Message ID | D4C76825A6780047854A11E93CDE84D02F7743@SAUSEXMBP01.amd.com |
---|---|
State | New |
Headers | show |
On Tue, Jun 15, 2010 at 2:34 PM, Fang, Changpeng <Changpeng.Fang@amd.com> wrote: > > Hi, > > This patch serves as a proposal to turn on software prefetching by default at -O3. > > Software prefetching pass has been introduced into gcc for a long time. It has been > observed that the prefetch pass is quite stable now and can noticeably improve > program performance where locality is a concern. As a result, we think it is time > to enable it under -O3 so that we can get the benefit out of it. > > We have collected the data that shows the impact of prefetch on cpu2006 performance > under -O3 with gcc 4.6. There is a ~2% improvement on both integer and floating programs > and there is no apparent degradation. Programs listed below are those that have at least > (+/-)1% variation: > 434.zeusmp (+1.77%), 436.cactusADM (+2.4%), 450.soplex (+1.28%), > 459.GemsFDTD (+5.48%), 470.lbm (+31.84%), 482.sphnix3 (+1.01%), > 458.sjeng (-1.27%), 462.libquantum (+19.23%). > > The patch passed bootstrapping with -O3 -g. We have observed 2 failues in regression tests: > (1) gcc.dg/torture/stackalign/setjmp-1.c -O3 -fomit-frame-pointer (internal compiler error) > This is bug 44503. It is a CFG problem associate with _builtin_prefetch and we have had > a fix for it. > (2) gcc.dg/tree-ssa/loop-19.c scan-tree-dump-times optimized "MEM.(base: &|symbol: )a," 2 > With prefetching turned on, the memory count is different. We can easily fix the test case after > this patch is accepted. > > We realize that prefetch in gcc still has room for improvement.

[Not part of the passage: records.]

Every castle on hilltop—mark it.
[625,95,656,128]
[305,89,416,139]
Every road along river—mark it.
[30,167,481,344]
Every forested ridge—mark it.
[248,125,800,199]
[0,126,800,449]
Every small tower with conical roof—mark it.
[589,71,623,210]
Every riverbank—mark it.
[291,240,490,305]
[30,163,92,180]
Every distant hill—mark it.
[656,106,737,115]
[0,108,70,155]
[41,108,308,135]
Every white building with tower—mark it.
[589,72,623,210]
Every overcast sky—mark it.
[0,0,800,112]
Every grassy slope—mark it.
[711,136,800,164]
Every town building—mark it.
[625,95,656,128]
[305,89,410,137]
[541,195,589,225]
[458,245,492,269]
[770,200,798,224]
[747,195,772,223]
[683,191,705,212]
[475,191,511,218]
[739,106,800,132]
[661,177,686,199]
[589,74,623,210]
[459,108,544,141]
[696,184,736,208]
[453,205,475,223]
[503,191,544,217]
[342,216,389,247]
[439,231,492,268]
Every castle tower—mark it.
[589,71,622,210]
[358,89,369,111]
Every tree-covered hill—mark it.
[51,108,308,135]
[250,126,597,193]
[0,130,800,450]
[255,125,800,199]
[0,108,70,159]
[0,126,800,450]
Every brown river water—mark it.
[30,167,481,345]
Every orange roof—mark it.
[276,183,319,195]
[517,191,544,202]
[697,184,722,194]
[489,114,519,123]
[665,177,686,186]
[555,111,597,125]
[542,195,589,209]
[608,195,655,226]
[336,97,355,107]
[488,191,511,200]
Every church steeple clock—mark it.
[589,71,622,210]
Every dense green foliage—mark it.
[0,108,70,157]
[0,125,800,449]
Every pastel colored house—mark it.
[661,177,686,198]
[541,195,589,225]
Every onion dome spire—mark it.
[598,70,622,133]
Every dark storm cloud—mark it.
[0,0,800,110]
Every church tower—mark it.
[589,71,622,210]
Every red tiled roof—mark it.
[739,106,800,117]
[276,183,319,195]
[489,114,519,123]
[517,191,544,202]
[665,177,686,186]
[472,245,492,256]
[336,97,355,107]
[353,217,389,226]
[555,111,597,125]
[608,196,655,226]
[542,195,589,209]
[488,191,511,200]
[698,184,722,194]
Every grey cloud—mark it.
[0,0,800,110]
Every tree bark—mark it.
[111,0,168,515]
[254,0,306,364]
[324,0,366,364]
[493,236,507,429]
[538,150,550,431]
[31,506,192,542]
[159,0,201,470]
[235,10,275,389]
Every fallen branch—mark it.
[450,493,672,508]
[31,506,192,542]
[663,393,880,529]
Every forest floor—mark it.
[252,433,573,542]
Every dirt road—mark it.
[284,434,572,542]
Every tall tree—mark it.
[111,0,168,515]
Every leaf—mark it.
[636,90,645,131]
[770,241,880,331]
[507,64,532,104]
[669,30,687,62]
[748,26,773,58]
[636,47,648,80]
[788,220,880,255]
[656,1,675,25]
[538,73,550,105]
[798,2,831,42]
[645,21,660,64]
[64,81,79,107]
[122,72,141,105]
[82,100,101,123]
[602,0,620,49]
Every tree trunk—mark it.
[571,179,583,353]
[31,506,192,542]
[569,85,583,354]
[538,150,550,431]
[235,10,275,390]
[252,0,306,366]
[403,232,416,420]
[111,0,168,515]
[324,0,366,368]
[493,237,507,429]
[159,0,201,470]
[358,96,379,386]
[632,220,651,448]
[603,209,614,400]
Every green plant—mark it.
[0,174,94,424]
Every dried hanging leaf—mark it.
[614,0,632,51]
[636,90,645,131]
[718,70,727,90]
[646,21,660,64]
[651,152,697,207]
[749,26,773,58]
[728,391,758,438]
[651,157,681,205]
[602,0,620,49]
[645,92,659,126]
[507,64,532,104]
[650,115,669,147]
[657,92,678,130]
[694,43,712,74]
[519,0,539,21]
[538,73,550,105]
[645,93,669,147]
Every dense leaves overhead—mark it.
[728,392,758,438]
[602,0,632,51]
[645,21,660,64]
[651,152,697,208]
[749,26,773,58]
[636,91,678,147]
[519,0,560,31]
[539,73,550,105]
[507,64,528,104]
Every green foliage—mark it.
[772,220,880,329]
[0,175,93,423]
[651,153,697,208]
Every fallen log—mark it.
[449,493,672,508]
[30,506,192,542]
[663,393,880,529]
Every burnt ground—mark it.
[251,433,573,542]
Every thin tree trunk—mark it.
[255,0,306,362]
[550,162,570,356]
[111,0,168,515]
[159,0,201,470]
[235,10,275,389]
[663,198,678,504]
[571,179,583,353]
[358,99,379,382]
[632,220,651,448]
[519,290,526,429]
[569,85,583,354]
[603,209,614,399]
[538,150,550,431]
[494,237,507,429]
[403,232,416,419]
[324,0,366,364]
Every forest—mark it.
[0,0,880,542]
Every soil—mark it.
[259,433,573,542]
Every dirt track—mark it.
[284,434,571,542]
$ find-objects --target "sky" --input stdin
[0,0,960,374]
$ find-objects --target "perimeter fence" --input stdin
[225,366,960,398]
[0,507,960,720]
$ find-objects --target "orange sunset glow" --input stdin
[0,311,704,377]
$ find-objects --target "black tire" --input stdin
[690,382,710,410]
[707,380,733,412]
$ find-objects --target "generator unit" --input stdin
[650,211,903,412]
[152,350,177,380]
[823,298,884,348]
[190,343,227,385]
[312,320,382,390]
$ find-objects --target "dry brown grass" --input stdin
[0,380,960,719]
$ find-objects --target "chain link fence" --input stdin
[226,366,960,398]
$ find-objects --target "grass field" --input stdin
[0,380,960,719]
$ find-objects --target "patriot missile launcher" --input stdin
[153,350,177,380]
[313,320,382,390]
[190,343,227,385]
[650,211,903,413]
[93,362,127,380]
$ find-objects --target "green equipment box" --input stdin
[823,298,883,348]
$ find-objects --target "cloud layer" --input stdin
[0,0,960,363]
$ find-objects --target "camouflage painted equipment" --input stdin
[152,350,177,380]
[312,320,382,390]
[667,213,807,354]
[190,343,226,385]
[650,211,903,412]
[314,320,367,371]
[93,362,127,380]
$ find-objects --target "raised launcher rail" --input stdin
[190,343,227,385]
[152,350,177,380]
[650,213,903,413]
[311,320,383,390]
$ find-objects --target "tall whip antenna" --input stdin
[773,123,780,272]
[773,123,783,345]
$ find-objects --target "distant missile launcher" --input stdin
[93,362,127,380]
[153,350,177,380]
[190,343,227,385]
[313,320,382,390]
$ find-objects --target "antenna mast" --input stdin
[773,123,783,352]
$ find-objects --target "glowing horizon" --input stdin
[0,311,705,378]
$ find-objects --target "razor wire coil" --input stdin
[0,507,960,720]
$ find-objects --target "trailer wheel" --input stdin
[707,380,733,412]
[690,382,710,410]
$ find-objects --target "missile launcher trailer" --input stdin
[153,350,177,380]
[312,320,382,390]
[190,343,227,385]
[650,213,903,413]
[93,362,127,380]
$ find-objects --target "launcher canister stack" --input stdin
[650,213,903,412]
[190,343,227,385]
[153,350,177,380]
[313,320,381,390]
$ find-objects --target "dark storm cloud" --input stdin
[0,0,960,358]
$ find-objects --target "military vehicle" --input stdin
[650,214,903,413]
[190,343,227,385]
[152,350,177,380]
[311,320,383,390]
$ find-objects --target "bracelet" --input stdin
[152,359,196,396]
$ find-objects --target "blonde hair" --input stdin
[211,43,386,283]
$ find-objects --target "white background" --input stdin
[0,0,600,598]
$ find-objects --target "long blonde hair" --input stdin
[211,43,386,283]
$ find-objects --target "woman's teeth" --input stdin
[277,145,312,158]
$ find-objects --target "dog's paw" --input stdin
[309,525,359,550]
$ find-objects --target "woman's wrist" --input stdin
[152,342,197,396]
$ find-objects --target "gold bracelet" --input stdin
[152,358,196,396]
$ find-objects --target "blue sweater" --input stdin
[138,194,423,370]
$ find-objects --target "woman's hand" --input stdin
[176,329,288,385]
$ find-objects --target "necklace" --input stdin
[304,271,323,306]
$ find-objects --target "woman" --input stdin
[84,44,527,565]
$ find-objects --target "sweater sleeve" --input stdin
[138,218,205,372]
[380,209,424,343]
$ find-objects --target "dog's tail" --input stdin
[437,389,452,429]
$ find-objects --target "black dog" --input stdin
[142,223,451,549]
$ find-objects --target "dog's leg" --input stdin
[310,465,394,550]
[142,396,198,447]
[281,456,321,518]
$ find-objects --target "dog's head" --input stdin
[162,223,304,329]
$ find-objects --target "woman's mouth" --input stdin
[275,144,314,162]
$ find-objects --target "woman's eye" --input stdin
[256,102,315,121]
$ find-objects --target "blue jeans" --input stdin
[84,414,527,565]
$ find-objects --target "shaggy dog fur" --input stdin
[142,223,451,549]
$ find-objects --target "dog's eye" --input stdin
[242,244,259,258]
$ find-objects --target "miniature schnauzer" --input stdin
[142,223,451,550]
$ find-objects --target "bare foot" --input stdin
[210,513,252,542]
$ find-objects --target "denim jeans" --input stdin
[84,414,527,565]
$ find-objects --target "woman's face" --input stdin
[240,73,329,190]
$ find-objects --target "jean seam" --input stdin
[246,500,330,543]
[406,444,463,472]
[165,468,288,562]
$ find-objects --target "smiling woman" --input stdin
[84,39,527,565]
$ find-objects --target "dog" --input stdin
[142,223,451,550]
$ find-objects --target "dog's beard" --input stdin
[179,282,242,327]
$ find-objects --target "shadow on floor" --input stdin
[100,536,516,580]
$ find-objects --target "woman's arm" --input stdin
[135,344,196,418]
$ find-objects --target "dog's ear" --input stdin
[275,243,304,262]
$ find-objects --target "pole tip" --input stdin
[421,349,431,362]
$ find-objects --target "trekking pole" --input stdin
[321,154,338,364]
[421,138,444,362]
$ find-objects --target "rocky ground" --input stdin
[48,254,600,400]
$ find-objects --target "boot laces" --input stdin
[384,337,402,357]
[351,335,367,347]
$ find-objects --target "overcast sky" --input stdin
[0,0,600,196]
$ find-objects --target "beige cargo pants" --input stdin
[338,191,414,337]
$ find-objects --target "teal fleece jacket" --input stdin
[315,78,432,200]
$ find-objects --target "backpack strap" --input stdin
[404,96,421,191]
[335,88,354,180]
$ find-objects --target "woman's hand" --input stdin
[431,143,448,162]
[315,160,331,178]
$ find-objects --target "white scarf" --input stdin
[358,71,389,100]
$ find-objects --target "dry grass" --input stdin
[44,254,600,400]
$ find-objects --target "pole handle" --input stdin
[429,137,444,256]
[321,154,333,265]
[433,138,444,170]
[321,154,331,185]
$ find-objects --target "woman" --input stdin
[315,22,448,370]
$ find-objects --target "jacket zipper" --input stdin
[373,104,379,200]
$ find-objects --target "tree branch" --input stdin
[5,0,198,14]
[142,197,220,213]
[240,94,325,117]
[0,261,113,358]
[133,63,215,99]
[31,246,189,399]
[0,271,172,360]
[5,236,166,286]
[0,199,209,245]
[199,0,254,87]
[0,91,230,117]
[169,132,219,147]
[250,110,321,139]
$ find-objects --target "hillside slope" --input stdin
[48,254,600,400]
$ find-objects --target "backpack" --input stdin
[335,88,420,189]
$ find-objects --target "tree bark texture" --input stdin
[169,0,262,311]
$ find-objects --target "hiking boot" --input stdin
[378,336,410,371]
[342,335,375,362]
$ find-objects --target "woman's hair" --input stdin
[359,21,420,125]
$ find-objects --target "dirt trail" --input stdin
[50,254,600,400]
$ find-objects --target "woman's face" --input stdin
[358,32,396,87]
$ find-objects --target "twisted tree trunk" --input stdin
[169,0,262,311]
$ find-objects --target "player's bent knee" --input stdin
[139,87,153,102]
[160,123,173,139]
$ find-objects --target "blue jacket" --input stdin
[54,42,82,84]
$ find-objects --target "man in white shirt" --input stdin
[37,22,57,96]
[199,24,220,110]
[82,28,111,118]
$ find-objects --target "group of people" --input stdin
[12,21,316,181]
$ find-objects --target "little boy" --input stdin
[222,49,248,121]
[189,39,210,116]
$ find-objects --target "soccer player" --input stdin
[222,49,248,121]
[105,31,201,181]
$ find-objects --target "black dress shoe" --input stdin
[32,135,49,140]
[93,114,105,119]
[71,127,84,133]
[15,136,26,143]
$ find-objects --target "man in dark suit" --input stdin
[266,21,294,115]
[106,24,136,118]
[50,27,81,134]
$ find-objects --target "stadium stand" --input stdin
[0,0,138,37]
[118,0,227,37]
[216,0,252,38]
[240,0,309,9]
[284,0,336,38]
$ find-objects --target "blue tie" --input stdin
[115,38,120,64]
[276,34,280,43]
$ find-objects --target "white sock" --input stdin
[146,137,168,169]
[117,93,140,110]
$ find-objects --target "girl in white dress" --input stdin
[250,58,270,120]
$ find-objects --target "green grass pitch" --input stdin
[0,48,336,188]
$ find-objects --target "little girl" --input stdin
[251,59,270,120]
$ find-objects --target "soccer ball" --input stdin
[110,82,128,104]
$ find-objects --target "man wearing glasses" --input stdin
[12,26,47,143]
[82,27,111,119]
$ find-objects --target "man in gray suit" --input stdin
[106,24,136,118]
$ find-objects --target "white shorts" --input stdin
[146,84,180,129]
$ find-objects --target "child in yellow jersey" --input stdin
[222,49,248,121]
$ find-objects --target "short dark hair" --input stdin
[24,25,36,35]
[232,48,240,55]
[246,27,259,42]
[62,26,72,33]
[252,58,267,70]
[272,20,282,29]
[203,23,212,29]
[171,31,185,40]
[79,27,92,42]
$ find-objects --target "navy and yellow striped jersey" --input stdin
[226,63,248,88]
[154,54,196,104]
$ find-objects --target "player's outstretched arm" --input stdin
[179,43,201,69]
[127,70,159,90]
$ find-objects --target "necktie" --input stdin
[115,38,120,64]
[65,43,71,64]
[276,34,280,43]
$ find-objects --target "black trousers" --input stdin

But we think it is good enough > now to be turned on. > > Is it acceptable to commit this patch? > Have you measured performance impact on Intel Core i7?
>Have you measured performance impact on Intel Core i7?
Noy yet. I should have mentioned that the performance data I posted in based
on the test on amd-linux64 system and gcc 4.6 r160766. (which includes my
last change to fix tonto regression).
Thanks,
Changpeng
On Tue, Jun 15, 2010 at 3:10 PM, Fang, Changpeng <Changpeng.Fang@amd.com> wrote: >>Have you measured performance impact on Intel Core i7? > > Noy yet. I should have mentioned that the performance data I posted in based > on the test on amd-linux64 system and gcc 4.6 r160766. (which includes my > last change to fix tonto regression). > Is that rate or speed? I would like to see numbers on Intel Core i7 if you are proposing enable it by default for x86. Thanks.
>On Tue, Jun 15, 2010 at 3:10 PM, Fang, Changpeng <Changpeng.Fang@amd.com> wrote: >>>Have you measured performance impact on Intel Core i7? >> >> Noy yet. I should have mentioned that the performance data I posted in based >> on the test on amd-linux64 system and gcc 4.6 r160766. (which includes my >> last change to fix tonto regression). >> >Is that rate or speed? I would like to see numbers on Intel Core i7 if you are >proposing enable it by default for x86. Speed run. Hopefully prefetching could benefit all targets that support sw prefetch. Thanks, Changpeng
Fang, Changpeng wrote: >> Is that rate or speed? I would like to see numbers on Intel Core i7 if you are >> proposing enable it by default for x86. HJ, are you in position to test this on Core i7? Since you work at Intel, it seems like it might be easier for you to do it than for the folks at AMD to do it? Maxim, is this something that you could easily test on some of our embedded hardware, assuming that the machine descriptions define the relevant prefetch instructions? For example, I think that ARM, MIPS, and Power all have theses instructions in the ISA, and we could look at CoreMark numbers to at least convince ourselves that this does no harm. Thanks,
On Tue, Jun 15, 2010 at 3:47 PM, Mark Mitchell <mark@codesourcery.com> wrote: > Fang, Changpeng wrote: > >>> Is that rate or speed? I would like to see numbers on Intel Core i7 if you are >>> proposing enable it by default for x86. > > HJ, are you in position to test this on Core i7? Since you work at > Intel, it seems like it might be easier for you to do it than for the > folks at AMD to do it? We never tried software prefetch since Intel processors rarely need it. We will try it. It will take some times.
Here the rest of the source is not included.